PRIOR DAY LATER TWEETS:
• Later tweets: Fever-Tree co-founder Charles Rolls finds himself long of £82m cash after selling about a quarter of his stake in Fevertree. Nice…
• Begbies says more restaurants in distress. Tell us about it. Hit by sluggish spend, cost increases, discounting & overcapacity
• Conviviality fund raise could wipe out shareholders who don’t follow their money. Tough but such is life
• More British people are choosing to staycations over traveling abroad per WTTC. Hankies for hats, trousers rolled up. Here we go
• Brexit concerns within EU side-tracked by Russia as the latter splits the west.
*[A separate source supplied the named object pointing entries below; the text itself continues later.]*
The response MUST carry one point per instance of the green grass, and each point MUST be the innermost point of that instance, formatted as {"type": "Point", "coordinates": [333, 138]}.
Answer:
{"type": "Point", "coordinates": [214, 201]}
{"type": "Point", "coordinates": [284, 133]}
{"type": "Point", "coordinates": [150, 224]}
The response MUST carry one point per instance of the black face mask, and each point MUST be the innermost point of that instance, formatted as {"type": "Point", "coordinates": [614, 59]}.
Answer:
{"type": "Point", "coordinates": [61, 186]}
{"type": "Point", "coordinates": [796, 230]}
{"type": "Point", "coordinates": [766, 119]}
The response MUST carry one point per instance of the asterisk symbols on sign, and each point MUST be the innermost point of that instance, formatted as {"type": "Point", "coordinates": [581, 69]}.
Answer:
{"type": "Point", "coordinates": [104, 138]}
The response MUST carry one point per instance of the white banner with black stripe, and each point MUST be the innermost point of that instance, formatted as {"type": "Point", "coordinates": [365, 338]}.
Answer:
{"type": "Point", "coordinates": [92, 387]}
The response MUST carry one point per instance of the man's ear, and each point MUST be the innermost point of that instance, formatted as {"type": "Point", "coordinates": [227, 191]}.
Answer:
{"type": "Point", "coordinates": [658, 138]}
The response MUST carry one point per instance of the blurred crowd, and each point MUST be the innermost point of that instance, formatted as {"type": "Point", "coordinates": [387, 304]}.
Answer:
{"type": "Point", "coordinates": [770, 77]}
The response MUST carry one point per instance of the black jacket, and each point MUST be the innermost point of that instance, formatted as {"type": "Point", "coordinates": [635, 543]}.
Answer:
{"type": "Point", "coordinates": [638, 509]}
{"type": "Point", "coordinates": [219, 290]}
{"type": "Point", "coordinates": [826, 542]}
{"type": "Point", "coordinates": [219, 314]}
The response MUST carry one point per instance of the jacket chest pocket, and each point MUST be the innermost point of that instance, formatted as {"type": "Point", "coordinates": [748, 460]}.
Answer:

Trump, Brexit, tariffs, jingoism etc.
• Next says ‘in many ways 2017 was the most challenging year we have faced for twenty-five years.’ Full price sales down 7%
START THE DAY WITH A SONG:
Last Friday’s song was Pure Shores by All Saints, but today who sang the following:
Taskmaster burst the bionic zit-splitter
Breakneck speed we drown ten pints of bitter
We lean all day and some say that ain’t productive
That depend upon the demons that you’re stuck with
RETAIL NEWS WITH NICK BUBB:
• “The Daily Retailer” is going to be on holiday now until after Easter. Nick will be back, bright and early, on Tuesday April 3rd.